Originally Posted by camuman
OT, i can see the boost creeping up in the dyno chart, if you look at mine at the time mine was setup to climb to 14. now i tweaked it to hit and hold 13. one day i will make it back to the dyno to see how it affected midrange, but i bet it went up a bit.
How did you control boost creeping?


OT: Very flat torque curve, that turbo has quite a bit more left in it!
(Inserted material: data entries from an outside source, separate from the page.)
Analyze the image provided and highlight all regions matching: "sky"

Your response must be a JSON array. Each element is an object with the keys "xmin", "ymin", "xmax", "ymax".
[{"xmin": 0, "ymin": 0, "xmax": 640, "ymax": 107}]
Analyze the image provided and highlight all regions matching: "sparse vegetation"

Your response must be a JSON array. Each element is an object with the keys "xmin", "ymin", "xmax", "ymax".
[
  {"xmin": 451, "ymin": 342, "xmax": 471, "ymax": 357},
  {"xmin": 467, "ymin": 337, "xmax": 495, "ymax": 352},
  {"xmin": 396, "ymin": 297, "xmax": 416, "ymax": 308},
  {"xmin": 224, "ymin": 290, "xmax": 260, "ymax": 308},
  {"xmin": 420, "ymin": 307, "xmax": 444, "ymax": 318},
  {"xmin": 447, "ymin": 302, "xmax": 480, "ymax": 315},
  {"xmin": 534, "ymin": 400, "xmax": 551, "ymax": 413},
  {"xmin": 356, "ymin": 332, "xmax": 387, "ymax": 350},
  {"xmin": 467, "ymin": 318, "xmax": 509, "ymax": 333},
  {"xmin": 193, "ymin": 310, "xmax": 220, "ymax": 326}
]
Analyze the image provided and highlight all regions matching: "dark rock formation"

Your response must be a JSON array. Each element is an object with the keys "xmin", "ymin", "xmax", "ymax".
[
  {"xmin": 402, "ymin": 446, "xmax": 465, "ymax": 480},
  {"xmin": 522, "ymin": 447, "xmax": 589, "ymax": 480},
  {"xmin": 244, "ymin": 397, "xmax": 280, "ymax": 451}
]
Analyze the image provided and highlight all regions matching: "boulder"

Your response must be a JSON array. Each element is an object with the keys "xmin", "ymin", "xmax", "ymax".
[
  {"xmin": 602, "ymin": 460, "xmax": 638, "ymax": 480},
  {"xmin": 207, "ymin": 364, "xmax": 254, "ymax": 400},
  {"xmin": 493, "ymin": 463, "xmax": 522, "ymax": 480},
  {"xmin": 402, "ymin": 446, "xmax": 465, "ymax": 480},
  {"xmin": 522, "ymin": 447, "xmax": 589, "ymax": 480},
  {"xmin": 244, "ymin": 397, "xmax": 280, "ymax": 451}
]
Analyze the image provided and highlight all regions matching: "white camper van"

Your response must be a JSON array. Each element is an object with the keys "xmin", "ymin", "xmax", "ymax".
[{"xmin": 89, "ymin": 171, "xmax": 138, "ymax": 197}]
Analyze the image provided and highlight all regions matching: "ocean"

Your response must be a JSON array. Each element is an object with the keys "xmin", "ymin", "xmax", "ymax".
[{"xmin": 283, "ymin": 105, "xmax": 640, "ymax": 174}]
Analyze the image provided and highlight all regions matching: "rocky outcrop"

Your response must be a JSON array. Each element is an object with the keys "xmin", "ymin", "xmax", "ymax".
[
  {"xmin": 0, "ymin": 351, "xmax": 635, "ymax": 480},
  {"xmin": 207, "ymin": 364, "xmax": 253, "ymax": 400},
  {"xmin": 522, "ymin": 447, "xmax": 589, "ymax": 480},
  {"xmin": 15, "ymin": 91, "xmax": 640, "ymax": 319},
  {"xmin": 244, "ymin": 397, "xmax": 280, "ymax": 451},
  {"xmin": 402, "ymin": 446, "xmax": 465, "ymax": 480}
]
Where is your wastegate routed?

I'd be curious to see the injector utilization as well!


turns out mine wasnt the typical boost creep. on wastegate only it will hit and hold 10psi to redline. but when mase was setting up my boost control i asked for boost by speed. on the dyno it acted decent, but now i guess that aws because of the load the dyno was putting on the car.

so when he set it up he got it to hit 14 psi up top, but the system is closed loop so it was slowly tweaking boost until it got to the desired boost level.

i asked on the forums how to fix this, and wadzi hit me up and let me call him. he spent like 30 mins on the phone with me explaining the three tables i needed to mess with and what they did and how they worked. then i found an empty road and did like 20 pulls dialing it in. im running on a aem ems v1 box.

took a bit but i got it so that now if i change the boost target in the boost by speed box it will hit it no matter what i pick above 10 psi. before, it would always just slowly climb till it hit it, and sometimes it would just hit the wastegate bost and then never raise it, that was really annoying. now it spools to the target and stays there.